マイナス10度、16時の夕暮れ、写真には写っていないですが、かなり多数の奴等がサーフボードをやっていて、流石、北海道民はバカだなぁ(※最大の褒め言葉です)と思いながら、帰った。

新千歳空港内にあるスーパー銭湯、『新千歳空港温泉』も初めて行きましたが、とっても良かったです!
ネットレビューとかに『値段が高すぎるから行かない』と、何故か、行ってない人がレビュー書いてたりして評価良くないけど、入湯料1500円だし、サービスかなり良いし、お茶とかコーヒーとかサーバーから自由に飲み放題だからジュース代もかからないし、平日だと誰も人居ないし、岩盤浴も貸し切りだったし、お風呂も空いてるし。

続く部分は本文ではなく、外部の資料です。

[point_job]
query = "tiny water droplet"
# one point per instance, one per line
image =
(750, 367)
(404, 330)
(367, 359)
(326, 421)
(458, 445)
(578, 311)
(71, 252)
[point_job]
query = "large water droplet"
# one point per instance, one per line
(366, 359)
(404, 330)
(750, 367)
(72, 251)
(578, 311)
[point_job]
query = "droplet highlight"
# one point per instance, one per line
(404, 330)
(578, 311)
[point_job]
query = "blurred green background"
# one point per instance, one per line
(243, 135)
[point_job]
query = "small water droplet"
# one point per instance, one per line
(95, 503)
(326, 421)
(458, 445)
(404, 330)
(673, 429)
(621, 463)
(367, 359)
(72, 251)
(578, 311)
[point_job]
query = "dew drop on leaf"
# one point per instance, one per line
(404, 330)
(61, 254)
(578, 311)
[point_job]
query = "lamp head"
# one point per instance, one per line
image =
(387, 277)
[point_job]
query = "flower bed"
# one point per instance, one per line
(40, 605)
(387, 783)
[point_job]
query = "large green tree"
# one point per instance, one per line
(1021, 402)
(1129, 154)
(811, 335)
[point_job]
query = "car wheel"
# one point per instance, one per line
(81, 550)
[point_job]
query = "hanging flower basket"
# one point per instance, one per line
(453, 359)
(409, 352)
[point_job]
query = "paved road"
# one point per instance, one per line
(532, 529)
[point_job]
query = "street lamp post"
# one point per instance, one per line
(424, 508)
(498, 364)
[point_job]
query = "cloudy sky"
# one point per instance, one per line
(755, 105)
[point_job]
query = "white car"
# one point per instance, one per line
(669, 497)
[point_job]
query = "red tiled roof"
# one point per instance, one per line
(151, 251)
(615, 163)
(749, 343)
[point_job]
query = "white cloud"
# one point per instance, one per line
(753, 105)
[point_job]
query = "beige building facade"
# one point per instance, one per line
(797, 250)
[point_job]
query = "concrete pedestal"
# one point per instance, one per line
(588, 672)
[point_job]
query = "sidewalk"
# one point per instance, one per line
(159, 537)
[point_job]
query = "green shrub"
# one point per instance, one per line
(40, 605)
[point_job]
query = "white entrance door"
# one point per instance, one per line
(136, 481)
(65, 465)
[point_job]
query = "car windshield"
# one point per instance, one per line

喫茶店のコーヒー500円が高い~と言うのもそうだけど、ネットレビューは大概参考にならないと言うか、行ってみないと解らないと言うか。
ライブと一緒で、好きな人や気に入っている人は、ネットで不特定多数に、公然に、自分の主義主張を叫んで広めようとしないで、熱心に、そっと自分の足で直接通って、応援していたりして…

なんかしら言いたがりな人は、足や目を使って確かめてないで、机上の空論で、解った気になって、やった気になって、自分の存在をアピールして、満足してる事が多いと、私なんかは、思いますねー(´・ω・`)

以上、札幌遠征レポート終わりです。

もうこの記事書いてるとき、後半に差し掛かった頃、全部消えてめげそうになった。頑張った…orz

どうでもええんですけど、私の作っている音楽や、CDや、そういう物にも、私が一生懸命、世の中にある色々な素敵な事を見逃すまいとしている記憶や、景色や、そういうものがいっぱい詰まっております。

ネットで私を見ている方々、ネットで私に話しかけてくれる方々の、音楽には興味がない方々の、たった1人でも、いつか、1枚だけでも、CDを手にとってくれる事があるといいなぁと、思っております。
どうせお金は儲かっていないですし、お金儲けには全然なっていませんので、お気軽にお求め頂きたいと思いますwww

最後に何故宣伝で終わるかと言うと、誰が読んでも楽しいブログを書くようにはしてるんですが、一生懸命ブログを書く動力源は、CDを持っている人、聞いてくれている人、ライブに来てくれる方々の笑顔でして

私が、創作物を、音楽を、どういう思いで作ったのか、どんな景色を見て曲を書いたのか、ブログを通じてなんとなく伝わったらいいなと、そしたらまた、二度三度、創作物を聞いたりして欲しいなと、思っております。

なので、CDとか持ってると、たぶん、ブログももっと面白いよ、と言う話。